You carry pictures of your dog in your wallet instead of pictures of your parents, siblings, significant other, or anyone else remotely human.
Your dog is the star of your World Wide Web site!
Your parents refer to your pet as their granddog.
You hang around the dog section of your local bookstore.
Your jewellery box contains no jewels… just those fasteners from vari-kennels.
Every time you read the name Bob, you think the guy’s first name is Best of Breed.
Your house isn’t carpeted–the fuzzy furballs under your feet are soft enough…
Your hungry hubby comes home from work, lifts the cover of the pan on the stove and says,
‘Is this people food or dog food?’
Your hungry hubby once ate the dog food and asked for seconds.
You don’t give a second thought to using the brush you just used on your dog to give a quick run through on your own hair.
At your dinner parties, you always double check the butter before putting it on the table.
You put important papers in your latest issue of your breed magazine you know you will find them there.
You have dog hair stuck on tape on wrapped gifts.
You have dog toys and treats in your briefcase.
You have several albums filled with the 8 x 10 pictures of your dogs, but you can’t locate any pictures of your kids to send to grandma.
You show up at the car dealers with a ruler, to measure and see if your big dog crate will fit.
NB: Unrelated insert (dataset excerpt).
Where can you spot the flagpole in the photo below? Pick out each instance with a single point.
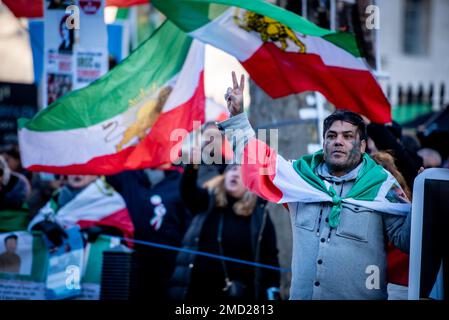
(320, 100)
Before the actual purchase you make the dealer cringe by insisting that you load both crates and dog into the shinny, new vehicle to make sure it works!
You can’t get the groceries in the car because its A) already full of dog food B) you have that big old crate in there.
You visit relatives only if there is a dog show nearby.
You remove all the seats from the van except the two in the front so you have room for crates…
The passenger seat is full of dog stuff.
You cringe at the price of food in the grocery store but think nothing of the cost of dog food or treats.
You have six squeaky hedgehogs… but only one with a squeaky that works.
You put popcorn in the clean dog dish for movie night.
You pull out your credit card and little bits of liver are stuck to it…
When you get your latest roll of film and there isn’t a single picture of a two-legged person in it…
People at work have stopped offering you their lint brushes; hey realise it is a hopeless case.